The oldest child of the Dobson family was Thomas Stanley Dobson, born in 1892 and named after his grandfather. He was known as Stanley Dobson, and became an actor. To make ends meet, Stanley also worked for an art dealer in London. The only sister was Louisa Rankin Dobson (b. 1896), known as Louie. She had an intense family bond with her brothers, but mainly with her younger brother and fourth child, Henry Raeburn Dobson (1901–1985), for whom she cared lifelong. He was named after the eighteenth-century Scottish portrait painter, Sir Henry Raeburn (1756–1823), whom his father admired hugely. Henry Raeburn Dobson became a leading society portrait painter in Edinburgh and Brussels.

== Life and work ==
Although he painted some fine portraits of well known men, like Earl Attlee, Earl Beatty and Harold Wilson, Dobson also portrayed "fashionable London ladies". Dobson was married to Phyllis Bowyer, who was the brains behind his financial success. She made Dobson one of London's leading society portrait painters. She herself sat for the photographer Alexander Bassano, the resulting portrait now being at the National Portrait Gallery, London.

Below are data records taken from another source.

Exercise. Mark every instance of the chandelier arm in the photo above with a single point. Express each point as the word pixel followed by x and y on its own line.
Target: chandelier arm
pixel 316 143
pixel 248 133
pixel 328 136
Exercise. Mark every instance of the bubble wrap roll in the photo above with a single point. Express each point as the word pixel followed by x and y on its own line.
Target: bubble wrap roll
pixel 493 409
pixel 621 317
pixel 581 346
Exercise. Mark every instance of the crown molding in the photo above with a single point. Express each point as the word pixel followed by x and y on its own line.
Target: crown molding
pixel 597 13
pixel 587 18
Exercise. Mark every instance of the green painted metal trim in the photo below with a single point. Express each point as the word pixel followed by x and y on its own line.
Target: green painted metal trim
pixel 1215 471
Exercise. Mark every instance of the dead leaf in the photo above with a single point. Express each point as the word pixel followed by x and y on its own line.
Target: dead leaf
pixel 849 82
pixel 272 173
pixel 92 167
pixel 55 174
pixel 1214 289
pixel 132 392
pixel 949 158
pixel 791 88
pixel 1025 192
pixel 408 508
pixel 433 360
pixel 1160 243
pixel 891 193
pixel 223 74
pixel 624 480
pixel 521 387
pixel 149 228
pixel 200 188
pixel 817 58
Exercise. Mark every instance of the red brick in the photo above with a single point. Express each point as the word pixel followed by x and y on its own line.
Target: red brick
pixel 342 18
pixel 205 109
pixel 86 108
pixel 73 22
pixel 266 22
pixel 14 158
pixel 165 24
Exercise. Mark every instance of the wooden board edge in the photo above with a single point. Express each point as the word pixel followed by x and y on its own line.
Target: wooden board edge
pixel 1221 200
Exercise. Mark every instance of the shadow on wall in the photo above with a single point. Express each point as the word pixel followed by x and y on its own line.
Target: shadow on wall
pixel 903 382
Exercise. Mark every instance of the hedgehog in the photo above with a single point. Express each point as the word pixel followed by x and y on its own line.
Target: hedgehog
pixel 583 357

Dobson started his career in Scotland. He was educated at George Watson's College in Edinburgh and studied art in Edinburgh, London and Paris. In 1918 he was using his father's studio at Dalry. Around 1920 he moved to London and from then on he worked and resided mainly in London. Occasionally, he would work in and around Glasgow. He is said to have rented Kenmure Castle, in New Galloway, Kirkcudbrightshire, in the 1930s and 1940s to entertain and paint fashionable sitters. His older brother Thomas Stanley ran the castle as a hotel in the 1950s.

Dobson mainly worked in oils but also painted some fine water-colour scenes. He painted in the tradition of the academic nineteenth century with mostly a rather darker colour scheme, while his brother Henry, influenced by the Modernist movement in Edinburgh, painted more colourful portraits.

During World War I, Dobson was commissioned by the Royal Air Force section of the Imperial War Museum to paint portraits of three recipients of the Victoria Cross. Dobson painted portraits of Lt. Col. L.W. Brabazon Rees, Sgt Mottershead and Flight Lt. A.W. Beauchamps-Proctor.

== Some works ==
- The Farmer (1915) 51 x 61 inches
- Harry Lauder (1915) 62 x 44 inches. (In the possession of the family.)
- Captain John Lauder, Argyll & Sutherland Highlanders (1915) 87 x 50 inches.(Family.)
- Portrait of a young lady (head & shoulders) (1918) 38 x 48 inches
- The New Toy (1918) 59.5 x 74 cm
- Lady Lauder (1921) (wife of Sir Harry Lauder) 50 x 40 inches. (Family.)
- After the Ball (1922) 102 x 76 cm.
- Henry John Dobson (1923), the artist's father. National Gallery of Scotland.
- William Lowrie Sleigh; Lord Provost of Edinburgh (1926) City of Edinburgh Council
- Portrait of a girl with a Rag Doll (1927) 127 x 76 cm
- Portrait of a Huntsman (1930) 61 x 51 inches
- Admiral Lord Beatty in full evening dress (1930) 65 x 52 inches (last sold at Burnt Oak Auctions, Woking, Surrey, 24 September 1988).
- Girl in a Green Turban (1932) 15.4 x 9.3 inches (Sothebys, London, 12 October 1988).
- Roses in a bowl on a circular table (1938) (Hall's Welsh Bridge Salerooms, UK, 16 June 2006)
- Reclining nude 50.8 x 66 inches (Christies, South Kensington, London, 11 March 2004).
- On a sandy beach 50 x 40.2 inches (Sothebys, London, 28 August 1990).
- Moll Flanders (1954) 76 x 63.5 cm/ 30 x 25 inches
- Clement Attlee (1956)
- The Duke of Argyll (Inverary Castle)
- Sir John Black 61 x 51 inches.
- Mrs Cowan Dobson 95 x 74.7 cm
- The Countess of Weir 128 x 101.5 cm.
- Viscount Mackintosh of Halifax 85 x 70 cm. (d.27 Dec 1964)
- Harold Wilson, Prime Minister of the United Kingdom.